The post yesterday about the deletion which results in heart disease later in life had some interesting ancestry related material. This makes sense, the genetic maps which I post on now and then ultimately have a medical rationale behind them; eliminate population structure so that you don’t have spurious correlations confusing you when you try and get a fix on the genetic underpinnings of a disease. By example, consider a study with cases & controls, and individuals with the trait or disease have five times the likelihood of carrying a particular allele at a particular gene. But you look more closely, and you see that if you control for race this doesn’t hold, in fact you are just picking up the fact that one population has a greater propensity for the trait or disease as well as the reality that populations differ in allele frequencies on many genes. The old chestnut about correlation not equaling causation applies here. But, causation can ascertained using correlation as a precondition. Eliminating cryptic population substructure with ancestrally informative markers (AIMs) is the way you would do this, so that there’s nothing in the genetic background confounding the associations you pick up.
In any case, the supplementary material has some graphs that I thought would be of interest.
As you can see, the North Indians, Central Indians and South Indians overlap, though there are broad differences. Those differences, not surprisingly, follow geography. The genetic data here also aligns with our intuition derived from visual cues; Punjabis and Bengalis, for example, differ in appearance, but not so much that a minority of Punjabis might not be confused for a minority of Bengalis and vice versa. In contrast, a set of ethnic Swedes and south Sudanese will look so different that one can assume perfect sorting just on visual cues alone. While Swedes and Sudanese are disjoint on a host of skin color genes (e.g., SLC24A5) just as they are in complexion, the different South Asian groups overlap. Bengalis are far darker skinned on average than Punjabis, but the two groups overlap physically and genetically on a trait like skin color.
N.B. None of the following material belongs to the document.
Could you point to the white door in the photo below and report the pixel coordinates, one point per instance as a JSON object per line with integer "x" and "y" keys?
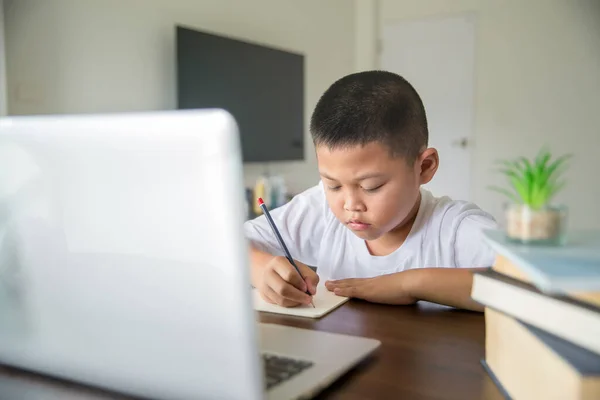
{"x": 3, "y": 90}
{"x": 436, "y": 55}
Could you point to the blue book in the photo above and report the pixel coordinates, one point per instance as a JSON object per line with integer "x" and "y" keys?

But here’s the important figure:
CEU represents the northern European sample used tin the HapMap. These are Mormons from Utah, disproportionately British Isles, Scandinavian and German. Unlike the previous maps I’ve posted which depended on hundreds of thousands of genes to construct a plot of genetic variation, this uses only 50 markers. As you can see 50 genes are all you need to perfectly separate northern Europeans from South Asians. If you had one gene, like SLC24A5, you would have a harder time. Europeans are fixed for the derived variant that results in light skin, but among South Asian populations the frequencies vary from around 50% (in the south and east) to 85% (in the north and west) for the derived variant. In other words, looking at SLC24A5 alone you could only identify a minority of South Asians in a mixed population of South Asians and Europeans (on the order of 1/4). The rest of the population would be a mix of Europeans and South Asians. But, add dozens of more genes which vary between the two populations and they separate out nice & cleanly.
The rank order of genetic affinity matches our intuition, South Asians from the north are closer to Europeans than South Asians from the south. Unfortunately for the egos of many North Indians they are closer to South Indians than they are to white people. It is sometimes difficult to explain to Punjabis and Kashmiris who pride themselves on the European appearance (especially Kashmiris, who admittedly can “pass” for the superior race quite often!) which is more considered more attractive by South Asians that though they may sometimes look more European than the typical South Asian, that’s just due to the variance on the small subset of genes which construct physical appearance. On the totality of their genes South Asians without recent European ancestry are more likely to be like other South Asians than Europeans.
Note: The supplementary information has the region and in some cases caste backgrounds for the samples. So of the Kashmiris, all are Pandits. Also, I do see that the South Asians with the lowest values on the horizontal dimension are closer to the Europeans with the highest values than they are to the South Asians with the lowest values.
Update: Some are asking about how South Asians relate to Europeans in the context of East Asians. This is not a trivial question because the slight majority of South Asian mtDNA lineages cluster with those of East as opposed to West Eurasia. But in regards to total genome content I think Li et. al. are close to the mark when they looked at the HGDP populations. The only really representative South Asian population are Sindhis, the other groups are relatively marginal or atypical. But, Sindhis are probably genetically interchangeable with the Punjabi sample which was included above, so I think I can fairly assume that the other populations wouldn’t be much further than where I approximately placed them.
Also, just a note, the outliers for Central and South Asians are the Hazaras and Makranis. These are two groups with known East Asian and African ancestry respectively.